Writers: Christopher McQuarrie, Jez Butterworth, John-Henry Butterworth
Cast: Tom Cruise, Emily Blunt, Bill Paxton, Brendan Gleeson
Running time: 113mins
The lowdown: Tom Cruise returns to sci-fi – the genre that gave him hits with Minority Report, War of the Worlds and (arguably) the Mission: Impossibles – for Groundhog Day meets Starship Troopers. Cruise is a cowardly lion who literally becomes a locked-n-loaded tin man, reliving the same day over and over every time he is killed in action battling an invading alien horde. Classic sci-fi movies, computer games and attractive London locations meld for an undemanding Saturday night actioner from the director of The Bourne Identity.
The full verdict: It’s not just Major Cage, Tom Cruise’s venal army PR man, who experiences Edge of Tomorrow related deja-vu. The audience will also have the sensation they’ve seen this before.

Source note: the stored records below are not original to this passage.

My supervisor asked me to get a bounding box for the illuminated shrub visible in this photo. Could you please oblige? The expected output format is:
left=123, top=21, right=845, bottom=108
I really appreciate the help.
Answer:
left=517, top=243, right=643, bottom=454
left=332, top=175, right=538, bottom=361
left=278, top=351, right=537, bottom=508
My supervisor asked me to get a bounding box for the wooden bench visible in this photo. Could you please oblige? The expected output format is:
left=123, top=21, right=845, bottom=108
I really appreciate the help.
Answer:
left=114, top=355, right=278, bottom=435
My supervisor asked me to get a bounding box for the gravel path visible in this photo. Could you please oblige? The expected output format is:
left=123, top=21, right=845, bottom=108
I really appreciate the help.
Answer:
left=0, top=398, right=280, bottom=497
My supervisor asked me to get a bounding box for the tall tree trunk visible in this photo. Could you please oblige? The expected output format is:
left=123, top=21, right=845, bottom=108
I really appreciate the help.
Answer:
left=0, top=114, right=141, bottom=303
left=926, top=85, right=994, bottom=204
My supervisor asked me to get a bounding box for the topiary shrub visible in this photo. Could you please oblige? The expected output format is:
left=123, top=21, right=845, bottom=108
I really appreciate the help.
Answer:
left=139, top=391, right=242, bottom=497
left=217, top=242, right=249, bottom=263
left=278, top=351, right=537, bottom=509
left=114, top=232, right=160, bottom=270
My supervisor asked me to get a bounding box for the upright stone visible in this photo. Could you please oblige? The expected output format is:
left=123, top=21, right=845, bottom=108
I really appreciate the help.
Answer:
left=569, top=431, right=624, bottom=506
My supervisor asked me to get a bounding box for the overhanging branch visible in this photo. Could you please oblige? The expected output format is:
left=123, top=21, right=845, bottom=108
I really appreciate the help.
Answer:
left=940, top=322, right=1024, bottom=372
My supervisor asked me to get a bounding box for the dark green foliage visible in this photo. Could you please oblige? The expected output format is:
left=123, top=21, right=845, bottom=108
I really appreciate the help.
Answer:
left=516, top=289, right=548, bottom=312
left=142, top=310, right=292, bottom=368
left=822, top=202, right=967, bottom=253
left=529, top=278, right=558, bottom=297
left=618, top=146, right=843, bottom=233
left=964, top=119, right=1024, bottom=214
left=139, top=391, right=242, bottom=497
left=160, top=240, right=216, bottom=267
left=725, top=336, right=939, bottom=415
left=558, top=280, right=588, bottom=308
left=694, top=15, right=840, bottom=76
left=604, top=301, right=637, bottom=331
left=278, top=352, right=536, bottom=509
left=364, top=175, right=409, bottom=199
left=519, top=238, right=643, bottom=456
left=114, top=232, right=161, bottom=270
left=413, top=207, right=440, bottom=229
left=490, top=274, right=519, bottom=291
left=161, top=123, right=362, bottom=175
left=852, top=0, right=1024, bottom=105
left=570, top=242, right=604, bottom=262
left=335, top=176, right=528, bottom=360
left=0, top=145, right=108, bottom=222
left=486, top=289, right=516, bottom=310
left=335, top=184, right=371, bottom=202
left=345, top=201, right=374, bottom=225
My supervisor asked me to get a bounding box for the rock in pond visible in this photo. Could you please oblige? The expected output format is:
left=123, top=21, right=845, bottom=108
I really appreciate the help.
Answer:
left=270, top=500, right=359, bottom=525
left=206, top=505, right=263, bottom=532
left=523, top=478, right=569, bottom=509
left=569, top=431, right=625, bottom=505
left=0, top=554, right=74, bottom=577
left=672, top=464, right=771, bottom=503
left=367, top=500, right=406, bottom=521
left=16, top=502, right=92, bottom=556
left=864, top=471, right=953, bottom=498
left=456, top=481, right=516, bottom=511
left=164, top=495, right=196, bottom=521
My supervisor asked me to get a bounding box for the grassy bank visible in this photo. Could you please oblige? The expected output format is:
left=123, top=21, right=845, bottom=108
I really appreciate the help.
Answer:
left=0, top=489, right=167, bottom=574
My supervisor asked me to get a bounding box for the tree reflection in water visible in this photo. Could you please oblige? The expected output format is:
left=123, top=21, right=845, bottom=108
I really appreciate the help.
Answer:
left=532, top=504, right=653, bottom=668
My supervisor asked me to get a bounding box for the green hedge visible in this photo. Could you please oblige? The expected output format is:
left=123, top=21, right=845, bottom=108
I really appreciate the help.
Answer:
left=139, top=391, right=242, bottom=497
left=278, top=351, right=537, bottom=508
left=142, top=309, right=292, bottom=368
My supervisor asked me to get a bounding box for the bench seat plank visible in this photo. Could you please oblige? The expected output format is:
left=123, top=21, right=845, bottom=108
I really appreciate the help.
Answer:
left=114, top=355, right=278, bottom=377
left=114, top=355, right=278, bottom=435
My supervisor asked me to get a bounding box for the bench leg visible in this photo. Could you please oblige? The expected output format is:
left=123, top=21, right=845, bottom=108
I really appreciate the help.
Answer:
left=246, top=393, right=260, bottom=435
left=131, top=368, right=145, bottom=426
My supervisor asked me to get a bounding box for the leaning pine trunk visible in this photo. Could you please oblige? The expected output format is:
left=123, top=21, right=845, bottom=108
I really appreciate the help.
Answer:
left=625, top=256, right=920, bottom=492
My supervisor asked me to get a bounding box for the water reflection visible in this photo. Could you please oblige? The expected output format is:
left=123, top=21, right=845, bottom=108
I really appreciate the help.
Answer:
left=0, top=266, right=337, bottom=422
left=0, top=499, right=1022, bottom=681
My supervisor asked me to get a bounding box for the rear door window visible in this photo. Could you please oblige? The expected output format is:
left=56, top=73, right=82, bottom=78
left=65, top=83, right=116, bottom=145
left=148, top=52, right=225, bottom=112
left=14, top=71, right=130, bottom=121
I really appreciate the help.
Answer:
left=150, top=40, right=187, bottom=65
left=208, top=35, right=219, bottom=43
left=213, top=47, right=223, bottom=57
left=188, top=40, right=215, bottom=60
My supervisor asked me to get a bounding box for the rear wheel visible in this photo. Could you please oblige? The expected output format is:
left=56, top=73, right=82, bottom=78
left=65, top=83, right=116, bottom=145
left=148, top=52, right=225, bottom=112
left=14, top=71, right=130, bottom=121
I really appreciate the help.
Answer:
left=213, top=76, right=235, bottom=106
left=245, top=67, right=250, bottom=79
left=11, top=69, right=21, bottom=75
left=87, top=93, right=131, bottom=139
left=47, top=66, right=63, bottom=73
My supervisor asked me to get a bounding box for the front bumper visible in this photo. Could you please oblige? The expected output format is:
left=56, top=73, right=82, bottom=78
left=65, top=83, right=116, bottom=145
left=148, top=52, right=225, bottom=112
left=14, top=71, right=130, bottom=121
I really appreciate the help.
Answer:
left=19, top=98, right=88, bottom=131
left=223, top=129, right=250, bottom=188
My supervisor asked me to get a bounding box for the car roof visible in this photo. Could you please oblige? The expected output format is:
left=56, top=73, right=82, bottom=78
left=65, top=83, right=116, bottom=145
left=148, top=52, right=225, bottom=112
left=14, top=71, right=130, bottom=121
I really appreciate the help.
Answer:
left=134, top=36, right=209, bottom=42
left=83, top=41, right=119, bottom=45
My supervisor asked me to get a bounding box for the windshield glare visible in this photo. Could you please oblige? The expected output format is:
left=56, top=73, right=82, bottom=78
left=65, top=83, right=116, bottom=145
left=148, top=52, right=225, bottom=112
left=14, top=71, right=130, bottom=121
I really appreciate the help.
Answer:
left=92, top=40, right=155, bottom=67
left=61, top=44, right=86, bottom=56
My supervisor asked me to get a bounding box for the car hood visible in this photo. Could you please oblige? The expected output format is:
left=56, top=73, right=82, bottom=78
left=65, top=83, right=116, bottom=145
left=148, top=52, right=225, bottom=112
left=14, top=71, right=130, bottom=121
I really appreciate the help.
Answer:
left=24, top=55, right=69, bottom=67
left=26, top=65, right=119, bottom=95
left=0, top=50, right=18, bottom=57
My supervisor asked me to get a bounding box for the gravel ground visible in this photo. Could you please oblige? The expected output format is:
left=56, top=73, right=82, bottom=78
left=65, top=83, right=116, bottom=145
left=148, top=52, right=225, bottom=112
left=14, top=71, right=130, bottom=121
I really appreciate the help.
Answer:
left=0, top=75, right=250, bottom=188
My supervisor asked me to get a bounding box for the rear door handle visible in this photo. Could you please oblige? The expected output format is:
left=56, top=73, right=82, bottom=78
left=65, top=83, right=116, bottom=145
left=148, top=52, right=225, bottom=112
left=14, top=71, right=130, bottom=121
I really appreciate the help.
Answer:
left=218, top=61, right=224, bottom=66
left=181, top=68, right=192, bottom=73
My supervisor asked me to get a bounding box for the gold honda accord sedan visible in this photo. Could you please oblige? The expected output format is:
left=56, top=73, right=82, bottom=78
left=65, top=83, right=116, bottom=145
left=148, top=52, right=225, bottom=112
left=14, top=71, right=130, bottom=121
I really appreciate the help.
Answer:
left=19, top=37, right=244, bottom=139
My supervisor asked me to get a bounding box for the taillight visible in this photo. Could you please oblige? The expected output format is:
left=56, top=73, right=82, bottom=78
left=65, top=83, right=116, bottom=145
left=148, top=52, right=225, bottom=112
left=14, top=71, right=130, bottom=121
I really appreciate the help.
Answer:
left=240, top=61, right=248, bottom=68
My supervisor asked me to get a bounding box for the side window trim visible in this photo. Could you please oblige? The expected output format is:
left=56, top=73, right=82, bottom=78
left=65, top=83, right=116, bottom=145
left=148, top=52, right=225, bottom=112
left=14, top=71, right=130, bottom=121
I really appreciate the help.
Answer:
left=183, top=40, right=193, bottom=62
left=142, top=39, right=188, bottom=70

Yes, the basic plot, based on Hiroshi Sakurazaka’s Japanese novel All You Need Is Kill, lifts Groundhog Day’s endless day premise.
Yes, the invaders (aptly named Mimics) resemble The Matrix’s robotic killer sentinels and War of the World’s child-faced malevolent ETs.
Yes, Bill Paxton is on hand as a gung-ho sergeant to subvert his most famous role as the jittery Hudson in Aliens. Yes, Emily Blunt’s fearsome warrior (nicknamed The Angel of Verdun and Full Metal Bitch after a decisive battle, but actually christened, er, Rita) has a touch of Ripley and Lara Croft about her. As well as Battle Angel Alita manga fans.
Beyond this though is the sense all involved are reaching for past glories.
Director Doug Liman has never bested Go and The Bourne Identity. So, Edge of Tomorrow repeats the former’s tricksy time-shifting plot and the latter’s bewildered hero and clued-up heroine structure, with set-pieces in both government buildings and rural farmhouses.
Cruise’s Oblivion unfairly flopped and Edge of Tomorrow has the feel of ballistic do-over. English female co-star? Check. Female character who unlocks the central mystery? Check. SPOILER ALERT – leading man who lives again and again? Check.
Hell, even Emily Blunt’s best movie is the superior time-travel thriller Looper.
So far, so redundant. But while not possessing a single original cell in its creative DNA, Edge of Tomorrow is explosive good fun. Lean, muscular and with a narrative momentum many a bloated teen-fantasy adaptation could learn from, this is a movie that never forgets its primary mission is to entertain.
Sakurazaka is a games programmer and anyone who has repeatedly perished and been resurrected in Call of Duty’s digital combat zones, making inch slow progress with each fresh attempt, will wince with sympathy at Cage’s plight.
And with Groundhog Day so much part of the cultural lexicon, Liman and writers including The Usual Suspects’ Christopher McQuarrie make good sport playing games with audience expectations of just how much Cage does or doesn’t know at any given time.
Plus, as with the shadow-seeing rodent movie, this refrains from revealing just how long Cage has been reliving the same day over and over. Even if it has to explain why it’s happening.
Cruise and Blunt make for a winning warrior couple, throwing their all into stunningly well-realised, looped beach invasion of France that unsurprisingly mirrors Saving Private Ryan with Avatar hardware.
Give these two a Jack Reacher style thriller to really get their acting chops around quick.
Fast and furious then (there are two car chases), but Cruise should really look toward tomorrow rather than reliving his yesterdays.